As an installation artist, Eunsook Lee grafts commemorative narratives of wartime soldiers and victims onto challenging, multisensory, contemporary art forms. Motivated by the tragedies of her own family history—her father left his family in North Korea and later passed away never having had a chance to reunite with them— Lee has sought to engage in the collective and personal sense of wartime trauma. As a reminder of the sorrow of separated families, she has exhibited her public light art in high-profile locations: Vanished Berlin Wall in Berlin, Separated Names at the DMZ in Korea, and Chair of Understanding in Hong Kong. She hopes to see the reunification of separated families not only from North and South Korea but among people displaced by conflicts around the world. In her search for a way to heal her own personal trauma—resulting from her family situation and an injury suffered while creating her art work— Lee suggests artistic healing through overlapping fragments of history. Her artistic tools include polyester film, archived photographs, fluorescent neon threads, acrylic, and black lighting. Lee’s projects require painstaking manual fabrication and the collaboration of many hands, a process in which the artist and participants can meditate and better grasp the meaning of life based on the importance of human connections.
Eunsook Lee is a Korean artist who works internationally. She had presented numerous solo and group exhibitions in Korea, Hong Kong, Canada, USA, Germany, and Swiss. Recognition she has received includes First Place in the 2015 Contemporary Visual Art Competition by the AHL Foundation, the first “Go Unikorea Festival” concert background artwork director, and Innovative Use of Materials at Fiberarts International '97 in Pittsburg, PA. Lee’s education includes a Master of Fine Arts from Hongik University and a BFA in Fine Arts from Ewha Womans University in Korea.
In April of 1986, I was working with paraffin which overheated and 40% of my body was burned.

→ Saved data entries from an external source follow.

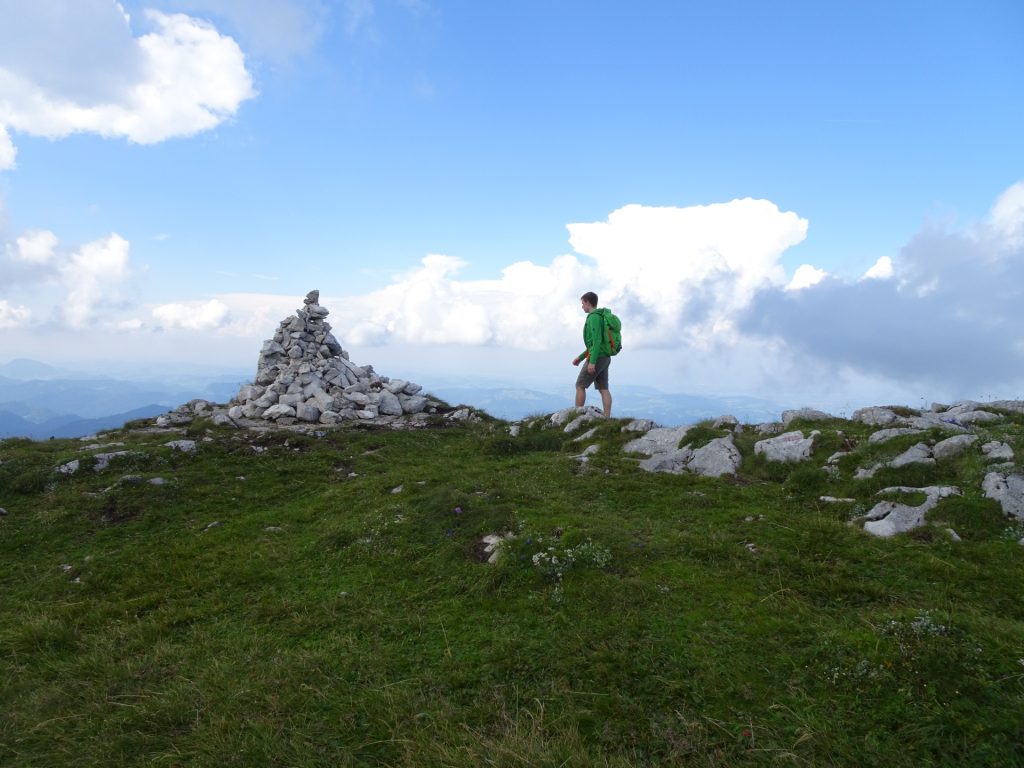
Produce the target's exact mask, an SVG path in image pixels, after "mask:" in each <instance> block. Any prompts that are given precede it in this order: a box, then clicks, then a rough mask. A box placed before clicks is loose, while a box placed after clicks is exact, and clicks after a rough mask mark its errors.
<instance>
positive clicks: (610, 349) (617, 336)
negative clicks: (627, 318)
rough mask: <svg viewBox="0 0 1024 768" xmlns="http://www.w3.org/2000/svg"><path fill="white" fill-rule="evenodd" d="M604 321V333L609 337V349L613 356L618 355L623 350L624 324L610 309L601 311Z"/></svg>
mask: <svg viewBox="0 0 1024 768" xmlns="http://www.w3.org/2000/svg"><path fill="white" fill-rule="evenodd" d="M600 311H601V318H602V319H603V321H604V332H605V334H607V336H608V348H609V349H610V350H611V354H618V352H620V351H621V350H622V348H623V322H622V321H621V319H618V316H617V315H616V314H615V313H614V312H612V311H611V310H610V309H601V310H600Z"/></svg>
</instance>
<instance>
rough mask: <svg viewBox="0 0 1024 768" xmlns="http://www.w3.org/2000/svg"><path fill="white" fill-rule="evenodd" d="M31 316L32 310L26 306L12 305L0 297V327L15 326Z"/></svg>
mask: <svg viewBox="0 0 1024 768" xmlns="http://www.w3.org/2000/svg"><path fill="white" fill-rule="evenodd" d="M31 318H32V310H30V309H29V308H28V307H26V306H13V305H12V304H10V303H9V302H7V301H5V300H4V299H0V328H17V327H18V326H24V325H26V324H27V323H28V322H29V321H30V319H31Z"/></svg>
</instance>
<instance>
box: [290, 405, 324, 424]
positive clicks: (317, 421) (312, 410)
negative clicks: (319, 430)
mask: <svg viewBox="0 0 1024 768" xmlns="http://www.w3.org/2000/svg"><path fill="white" fill-rule="evenodd" d="M319 417H321V410H319V409H318V408H316V407H315V406H314V404H312V403H311V402H302V403H299V404H298V406H296V407H295V418H296V419H298V420H299V421H304V422H308V423H310V424H316V423H318V422H319Z"/></svg>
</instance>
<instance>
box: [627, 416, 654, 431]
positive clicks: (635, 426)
mask: <svg viewBox="0 0 1024 768" xmlns="http://www.w3.org/2000/svg"><path fill="white" fill-rule="evenodd" d="M653 428H654V422H652V421H651V420H650V419H634V420H633V421H631V422H630V423H629V424H627V425H626V426H625V427H623V430H622V431H624V432H649V431H650V430H652V429H653Z"/></svg>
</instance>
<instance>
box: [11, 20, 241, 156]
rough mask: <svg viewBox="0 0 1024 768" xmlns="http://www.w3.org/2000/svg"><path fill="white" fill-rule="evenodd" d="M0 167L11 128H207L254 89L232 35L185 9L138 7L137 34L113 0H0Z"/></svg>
mask: <svg viewBox="0 0 1024 768" xmlns="http://www.w3.org/2000/svg"><path fill="white" fill-rule="evenodd" d="M15 6H16V7H15ZM0 18H3V24H2V25H0V169H10V168H12V167H13V165H14V157H15V150H14V145H13V143H12V141H11V131H14V132H22V133H25V134H30V135H34V136H45V137H47V138H62V137H65V136H69V135H71V134H73V133H95V134H98V135H100V136H106V137H122V138H126V139H128V140H130V141H133V142H136V143H141V144H147V143H155V142H159V141H163V140H165V139H168V138H171V137H175V136H190V135H194V134H196V133H199V132H200V131H205V130H209V129H211V128H213V127H215V126H217V125H219V124H220V123H222V122H223V121H225V120H227V119H229V118H230V117H232V116H233V115H234V114H236V113H237V112H238V110H239V108H240V105H241V104H242V102H243V101H245V100H246V99H249V98H252V97H253V96H254V95H255V90H254V88H253V83H252V78H251V76H250V74H249V72H248V70H247V69H246V61H245V56H244V55H243V53H242V50H241V49H240V48H239V46H238V44H237V43H236V42H234V40H232V39H231V38H229V37H225V36H222V35H221V34H219V33H218V32H217V30H216V29H214V27H213V26H212V25H210V24H209V23H207V22H204V20H201V19H198V18H194V17H191V16H187V15H184V14H181V13H163V12H160V11H157V10H145V11H143V14H142V20H143V22H144V24H145V25H146V26H147V27H148V28H151V30H152V31H150V32H147V33H146V34H144V35H141V36H140V37H135V36H134V33H133V32H132V29H131V26H130V20H131V19H130V18H129V16H128V14H127V13H125V11H124V9H123V8H122V7H121V5H119V4H118V3H116V2H113V1H112V0H50V1H49V2H47V3H24V2H19V1H18V0H0Z"/></svg>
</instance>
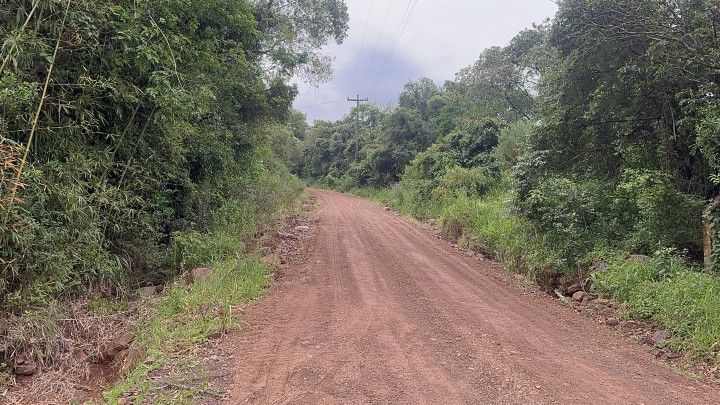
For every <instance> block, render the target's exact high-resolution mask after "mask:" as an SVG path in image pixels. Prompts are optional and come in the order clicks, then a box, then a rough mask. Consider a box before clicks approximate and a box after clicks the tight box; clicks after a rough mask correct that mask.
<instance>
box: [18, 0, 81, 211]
mask: <svg viewBox="0 0 720 405" xmlns="http://www.w3.org/2000/svg"><path fill="white" fill-rule="evenodd" d="M70 1H71V0H68V3H67V6H66V7H65V14H64V15H63V19H62V22H61V23H60V32H59V33H58V38H57V41H56V42H55V50H54V51H53V59H52V62H51V63H50V67H49V68H48V74H47V77H45V85H44V86H43V91H42V95H41V96H40V103H38V108H37V111H35V118H33V123H32V128H31V129H30V136H28V142H27V145H26V146H25V152H24V153H23V157H22V159H21V160H20V167H19V168H18V172H17V176H16V177H15V183H14V184H13V188H12V191H11V192H10V203H9V204H10V205H9V206H8V212H9V211H10V210H9V208H10V206H12V203H13V201H14V200H15V196H16V195H17V189H18V185H19V184H20V178H21V177H22V173H23V170H24V169H25V164H26V163H27V157H28V154H29V153H30V149H31V148H32V142H33V138H35V131H36V130H37V123H38V120H39V119H40V113H41V112H42V108H43V105H44V104H45V98H46V97H47V88H48V86H49V84H50V77H51V76H52V71H53V68H54V67H55V60H56V59H57V53H58V49H60V40H61V39H62V34H63V32H64V31H65V21H66V20H67V16H68V13H69V12H70Z"/></svg>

After graduating from a woman’s university and majoring in embroidery, I had always dreamed of being married, being the best wife and a mother and working on my art. It had only been a year, after giving birth to my two children, that I was finally living the life that I had dreamed of, reconnecting with the artist within me. A year, and my whole body was burned and I was looking at death, face to face. I changed.
Is there an afterlife? Was there a life before this? Why was I here? Are these worlds connected?

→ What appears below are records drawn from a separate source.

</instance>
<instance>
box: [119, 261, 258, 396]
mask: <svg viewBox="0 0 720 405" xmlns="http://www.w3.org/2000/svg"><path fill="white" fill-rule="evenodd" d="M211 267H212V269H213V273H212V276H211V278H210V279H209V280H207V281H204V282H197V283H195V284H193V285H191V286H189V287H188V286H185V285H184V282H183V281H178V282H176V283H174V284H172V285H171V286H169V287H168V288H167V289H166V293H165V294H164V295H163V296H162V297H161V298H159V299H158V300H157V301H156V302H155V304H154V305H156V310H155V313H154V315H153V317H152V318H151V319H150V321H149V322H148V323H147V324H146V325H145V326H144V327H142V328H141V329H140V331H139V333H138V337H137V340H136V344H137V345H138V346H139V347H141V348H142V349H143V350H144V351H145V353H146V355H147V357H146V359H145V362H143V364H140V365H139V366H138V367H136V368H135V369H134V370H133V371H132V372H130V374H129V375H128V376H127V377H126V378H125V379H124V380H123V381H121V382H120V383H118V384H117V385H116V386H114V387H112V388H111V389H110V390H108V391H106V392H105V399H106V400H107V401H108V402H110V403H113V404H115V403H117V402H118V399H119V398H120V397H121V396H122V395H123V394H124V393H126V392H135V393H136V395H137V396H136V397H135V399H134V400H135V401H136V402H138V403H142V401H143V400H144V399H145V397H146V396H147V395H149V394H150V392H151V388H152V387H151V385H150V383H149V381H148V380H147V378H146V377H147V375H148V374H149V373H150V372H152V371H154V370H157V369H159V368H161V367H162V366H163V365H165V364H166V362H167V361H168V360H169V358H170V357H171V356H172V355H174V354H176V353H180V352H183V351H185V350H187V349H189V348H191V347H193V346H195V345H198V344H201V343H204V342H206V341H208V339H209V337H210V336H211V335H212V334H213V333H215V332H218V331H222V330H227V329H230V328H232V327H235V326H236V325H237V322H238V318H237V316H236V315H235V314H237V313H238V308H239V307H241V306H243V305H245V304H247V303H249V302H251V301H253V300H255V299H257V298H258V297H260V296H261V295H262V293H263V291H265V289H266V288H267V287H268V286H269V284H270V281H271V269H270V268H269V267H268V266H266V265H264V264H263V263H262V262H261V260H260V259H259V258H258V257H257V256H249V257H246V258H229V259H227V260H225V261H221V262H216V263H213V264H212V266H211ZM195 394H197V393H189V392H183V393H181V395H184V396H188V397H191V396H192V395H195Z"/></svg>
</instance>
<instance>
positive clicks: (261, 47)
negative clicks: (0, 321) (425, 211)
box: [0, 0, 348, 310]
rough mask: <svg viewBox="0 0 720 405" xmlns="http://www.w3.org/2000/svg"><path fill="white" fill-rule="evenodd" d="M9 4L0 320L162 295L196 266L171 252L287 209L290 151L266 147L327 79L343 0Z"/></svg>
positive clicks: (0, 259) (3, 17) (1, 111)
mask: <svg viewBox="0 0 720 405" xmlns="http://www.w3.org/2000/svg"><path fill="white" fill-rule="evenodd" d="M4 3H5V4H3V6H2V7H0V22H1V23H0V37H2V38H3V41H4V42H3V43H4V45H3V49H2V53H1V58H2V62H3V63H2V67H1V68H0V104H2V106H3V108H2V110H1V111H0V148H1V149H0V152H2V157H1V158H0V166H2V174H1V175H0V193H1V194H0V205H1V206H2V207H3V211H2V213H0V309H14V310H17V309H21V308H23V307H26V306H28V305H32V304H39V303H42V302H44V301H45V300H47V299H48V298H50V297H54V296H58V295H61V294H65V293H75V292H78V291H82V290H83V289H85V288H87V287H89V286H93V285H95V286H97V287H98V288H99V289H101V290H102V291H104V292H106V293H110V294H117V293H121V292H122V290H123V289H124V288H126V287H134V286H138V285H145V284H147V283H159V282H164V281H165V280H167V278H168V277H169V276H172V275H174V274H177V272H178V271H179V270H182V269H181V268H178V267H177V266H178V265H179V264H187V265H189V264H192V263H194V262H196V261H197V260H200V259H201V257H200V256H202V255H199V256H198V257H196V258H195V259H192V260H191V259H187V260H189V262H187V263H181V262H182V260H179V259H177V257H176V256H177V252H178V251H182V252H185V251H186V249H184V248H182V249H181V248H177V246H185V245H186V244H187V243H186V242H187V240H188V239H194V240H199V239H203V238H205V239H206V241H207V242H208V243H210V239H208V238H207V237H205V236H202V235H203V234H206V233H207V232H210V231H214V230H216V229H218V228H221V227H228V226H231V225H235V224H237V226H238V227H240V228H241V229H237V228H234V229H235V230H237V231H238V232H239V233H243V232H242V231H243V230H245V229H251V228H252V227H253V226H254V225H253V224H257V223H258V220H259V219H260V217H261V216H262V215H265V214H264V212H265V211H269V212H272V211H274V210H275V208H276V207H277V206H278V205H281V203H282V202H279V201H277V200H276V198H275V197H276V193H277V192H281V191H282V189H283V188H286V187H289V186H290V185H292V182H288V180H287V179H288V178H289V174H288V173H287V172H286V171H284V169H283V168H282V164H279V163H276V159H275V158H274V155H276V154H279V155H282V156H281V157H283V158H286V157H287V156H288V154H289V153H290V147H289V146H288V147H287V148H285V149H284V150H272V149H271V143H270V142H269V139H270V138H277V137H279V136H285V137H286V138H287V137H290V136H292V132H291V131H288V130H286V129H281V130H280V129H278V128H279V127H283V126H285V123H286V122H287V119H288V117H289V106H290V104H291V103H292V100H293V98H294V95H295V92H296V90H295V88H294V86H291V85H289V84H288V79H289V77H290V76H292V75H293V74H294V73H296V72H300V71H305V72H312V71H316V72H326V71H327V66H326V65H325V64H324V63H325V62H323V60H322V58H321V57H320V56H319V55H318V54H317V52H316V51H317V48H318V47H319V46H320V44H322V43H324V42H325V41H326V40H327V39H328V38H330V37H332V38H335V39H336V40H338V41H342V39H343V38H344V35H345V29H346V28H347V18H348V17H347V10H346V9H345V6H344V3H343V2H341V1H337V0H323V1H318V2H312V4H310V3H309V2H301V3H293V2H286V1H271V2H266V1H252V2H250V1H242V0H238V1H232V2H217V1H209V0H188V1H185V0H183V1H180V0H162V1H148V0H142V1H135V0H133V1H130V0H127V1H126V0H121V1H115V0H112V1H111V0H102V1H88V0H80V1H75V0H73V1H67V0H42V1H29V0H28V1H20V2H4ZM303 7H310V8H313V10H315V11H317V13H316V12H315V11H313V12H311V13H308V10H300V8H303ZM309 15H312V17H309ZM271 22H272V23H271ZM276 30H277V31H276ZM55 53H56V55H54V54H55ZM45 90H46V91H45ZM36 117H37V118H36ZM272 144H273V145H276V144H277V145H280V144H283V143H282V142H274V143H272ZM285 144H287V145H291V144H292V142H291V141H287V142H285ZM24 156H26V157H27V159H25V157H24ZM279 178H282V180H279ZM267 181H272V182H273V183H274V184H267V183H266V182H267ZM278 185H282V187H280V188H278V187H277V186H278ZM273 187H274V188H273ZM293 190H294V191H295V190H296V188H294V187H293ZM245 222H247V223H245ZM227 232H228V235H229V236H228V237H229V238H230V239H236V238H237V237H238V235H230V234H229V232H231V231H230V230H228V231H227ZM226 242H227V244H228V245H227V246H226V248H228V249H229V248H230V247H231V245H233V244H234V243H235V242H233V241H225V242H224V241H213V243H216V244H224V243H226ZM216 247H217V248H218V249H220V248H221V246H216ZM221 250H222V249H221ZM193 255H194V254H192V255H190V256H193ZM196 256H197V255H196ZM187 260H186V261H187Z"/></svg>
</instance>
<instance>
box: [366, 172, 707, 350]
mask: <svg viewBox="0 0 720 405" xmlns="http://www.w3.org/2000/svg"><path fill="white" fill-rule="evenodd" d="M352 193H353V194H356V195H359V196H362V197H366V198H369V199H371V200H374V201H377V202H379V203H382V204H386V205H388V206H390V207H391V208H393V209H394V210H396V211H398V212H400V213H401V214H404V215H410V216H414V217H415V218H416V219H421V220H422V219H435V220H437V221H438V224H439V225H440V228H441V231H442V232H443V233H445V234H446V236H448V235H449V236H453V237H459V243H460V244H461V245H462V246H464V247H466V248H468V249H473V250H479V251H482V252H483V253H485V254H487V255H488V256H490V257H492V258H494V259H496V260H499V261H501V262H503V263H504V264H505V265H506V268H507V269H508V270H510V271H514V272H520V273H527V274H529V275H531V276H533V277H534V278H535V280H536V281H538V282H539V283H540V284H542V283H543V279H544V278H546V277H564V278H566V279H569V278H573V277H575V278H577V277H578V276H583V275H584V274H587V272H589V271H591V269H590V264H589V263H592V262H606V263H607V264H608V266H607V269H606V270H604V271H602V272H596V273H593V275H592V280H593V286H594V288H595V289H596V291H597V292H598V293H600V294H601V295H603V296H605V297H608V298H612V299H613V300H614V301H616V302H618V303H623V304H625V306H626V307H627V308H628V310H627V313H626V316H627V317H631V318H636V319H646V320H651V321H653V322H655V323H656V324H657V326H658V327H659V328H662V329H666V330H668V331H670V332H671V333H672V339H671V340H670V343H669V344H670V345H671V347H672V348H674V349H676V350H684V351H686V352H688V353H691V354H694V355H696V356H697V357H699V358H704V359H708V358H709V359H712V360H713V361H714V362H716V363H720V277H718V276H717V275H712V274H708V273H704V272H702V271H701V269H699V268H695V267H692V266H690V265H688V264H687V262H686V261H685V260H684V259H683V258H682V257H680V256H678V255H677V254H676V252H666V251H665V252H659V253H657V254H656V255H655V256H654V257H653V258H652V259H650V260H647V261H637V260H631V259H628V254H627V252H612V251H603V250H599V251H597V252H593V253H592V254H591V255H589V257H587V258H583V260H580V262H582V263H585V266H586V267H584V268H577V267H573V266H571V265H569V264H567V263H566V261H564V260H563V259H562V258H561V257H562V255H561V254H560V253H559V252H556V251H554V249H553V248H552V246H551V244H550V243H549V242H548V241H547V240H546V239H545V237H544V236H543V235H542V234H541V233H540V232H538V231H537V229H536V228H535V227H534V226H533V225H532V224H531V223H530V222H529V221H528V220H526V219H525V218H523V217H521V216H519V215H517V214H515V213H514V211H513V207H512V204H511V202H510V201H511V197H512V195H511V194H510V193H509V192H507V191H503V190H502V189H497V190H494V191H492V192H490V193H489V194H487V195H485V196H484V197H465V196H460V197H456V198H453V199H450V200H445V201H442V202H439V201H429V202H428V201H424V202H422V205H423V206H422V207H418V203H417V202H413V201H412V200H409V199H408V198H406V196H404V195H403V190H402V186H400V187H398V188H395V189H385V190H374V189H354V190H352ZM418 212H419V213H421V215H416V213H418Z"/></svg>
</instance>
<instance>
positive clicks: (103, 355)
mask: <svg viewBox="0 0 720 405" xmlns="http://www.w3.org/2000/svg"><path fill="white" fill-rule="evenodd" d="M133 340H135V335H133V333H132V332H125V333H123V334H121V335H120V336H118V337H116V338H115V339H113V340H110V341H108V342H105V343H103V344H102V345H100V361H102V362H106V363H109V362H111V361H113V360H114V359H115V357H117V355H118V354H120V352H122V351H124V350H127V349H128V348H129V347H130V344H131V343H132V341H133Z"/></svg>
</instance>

My children can continue their life, live and grow even after I die, but my work stops the moment I stop living. This led me to constantly think and worry about my work which is completely dependent on me. The doctors told me that I would not be able to use my right hand. Forever. In those hours of despair, all I could do was pray. Then one day, I met Jesus in my dream and He sent 5 bright rays of light onto my fingers.
I decided not to believe in the doctors and underwent 8 surgeries and 3 years of rehabilitation. Every living moment was agony, but slowly, my fingers started to move. Although still numb, they were moving and the doctors told me it was a miracle. The fact that I was able to move my fingers again was a newly acquired skill. I started to work on projects that constantly kept my fingers working. The first artwork from my new life was called ‘Body and Soul’ (1989) and was my first installation art. In the project, I used UV light, to introduce the many souls I had encountered at the doorsteps of death. I wanted my small existence to be known and came up with a 10 meter installation work, The ‘Waiting Soul’ (1994) followed by ‘Umbilical Cord’ (1994), The ‘Lost Embryo’ (1999), all to express life. Thread is like blood vessels to me.
Untangling of the thread on a reel and dream-like images seen under the darkened UV light speak of my life. Amongst critics who ridiculed my works as a rendezvous of plastic pieces and fluorescence underneath a disco light, I persisted my storytelling. In 2010, my father passed away without ever having heard of his children in the north. In my next exhibition, I made an installation at DMZ that included all the vowels and consonants of the names of separated families, to appease my father’s wounded soul. I started looking deeper within. Hurt from the loved ones doesn’t always start with something as grandiose as war. It can start with a simple misunderstanding, but the pain is as real and as damaging, if not more. Although close in proximity, there are many families who are cut off from one another. To me, Yarn is the thread
that connects what has been separated, for a more hopeful tomorrow. I sincerely desire that my work with yarn may send a message of comfort, of understanding, and of peace.